As a point of interest, a record number of the 45 SBC companies have entered the current Business Weekly Awards – an East of England showcase for the best companies across the region and first launched in 1990. ALL SBC’s candidates in the competition have made the initial high-quality shortlist from which eventual champions will be chosen on September 11.

They are thriving in fertile territory: Besides an inspirational setting, SBC provides occupants with routes to market, introductions to the right funding source at the right stage of business, first-class facilities and equipment, customised training & skills mentoring – all with a laser focus on innovation.

Businesses (on site and beyond) can enrol for Catalyser, SBC’s accelerator programme in partnership with Triple Chasm, that helps young innovators craft slick commercial plans and join a buzzing science community of like-minded professionals.

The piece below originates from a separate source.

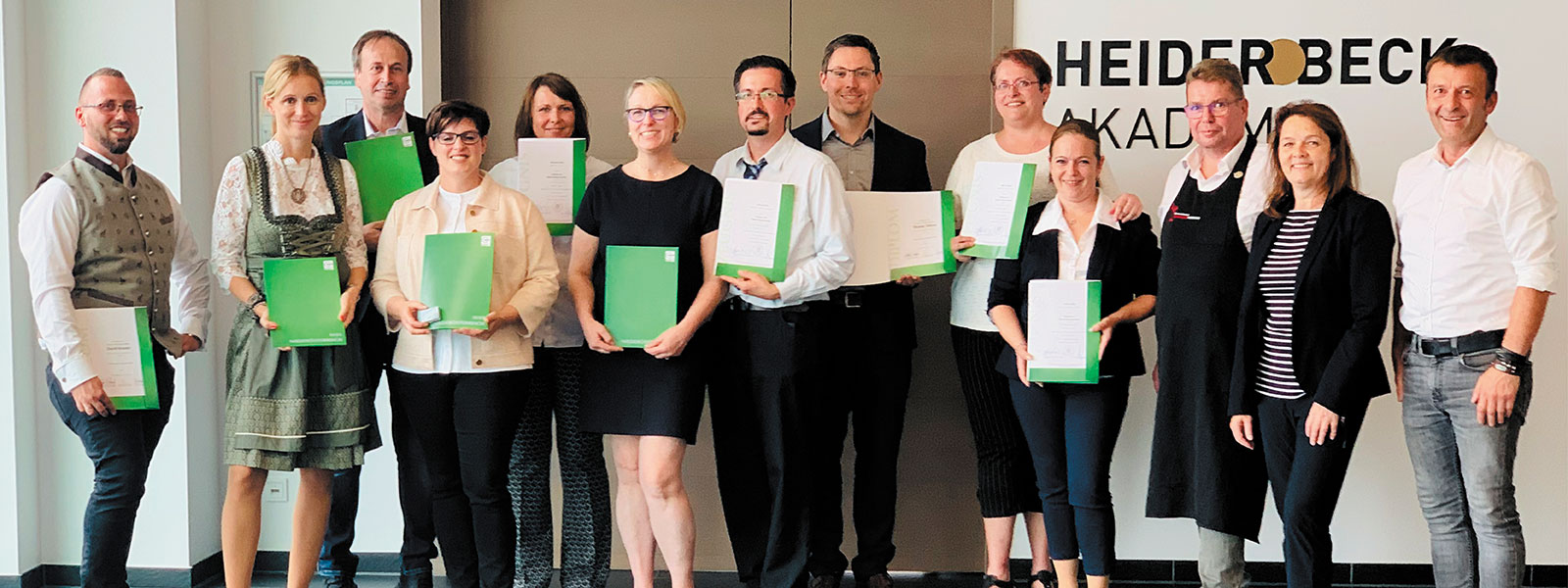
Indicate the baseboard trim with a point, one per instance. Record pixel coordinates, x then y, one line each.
1348 574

Additional skill-enhancing opportunities at SBC include pitch writing workshops, panel speaker events, and more informal mentoring such as occupier presentations, CEO roundtables and networking socials.

If quality kit is a crucial component of a company’s growth aspirations, then a run through the facilities on offer will hardly disappoint. Providing a supportive scientific ecosystem is at the core of SBC’s philosophy.

The Accelerator Building. Courtesy – SBC.

It provides shared general lab facilities including generic equipment for young guns and often this is free of charge – including six months’ rent-free office and lab space for early-stage start-ups in the Lab Hotel.

For later stage enterprises there is also free access to more specialist equipment, labs and write-up rooms in the incubator at SBC. Scale-up facilities, sector-specific, prototype manufacturing capability and collaboration space is available at the Cell and Gene Therapy Catapult across the way. This often helps product development stride across the line to include commercialisation.

There is also a built-in supply chain focus at SBC which helps embryonic companies translate from academia or other start-up status through to multinational, often manufacturing, status. And here, the proximity to London Stansted Airport is a bonus.

Executives can travel internationally from Stansted; guests, investors and collaborators can use the terminal as a gateway to collaborate with businesses at SBC. And thriving cargo facilities at the Airport are already used to transport a range of life science products globally from drugs to instrumentation.

Dr Forsyth commented: “There is growing concern in the UK that whilst we deliver some of the best research in the world, the challenge is to translate, commercialise and scale next generation medicine for the benefit of patients and the UK economy. SBC provides the ideal environment to support this innovation supply change and achieve its aim.”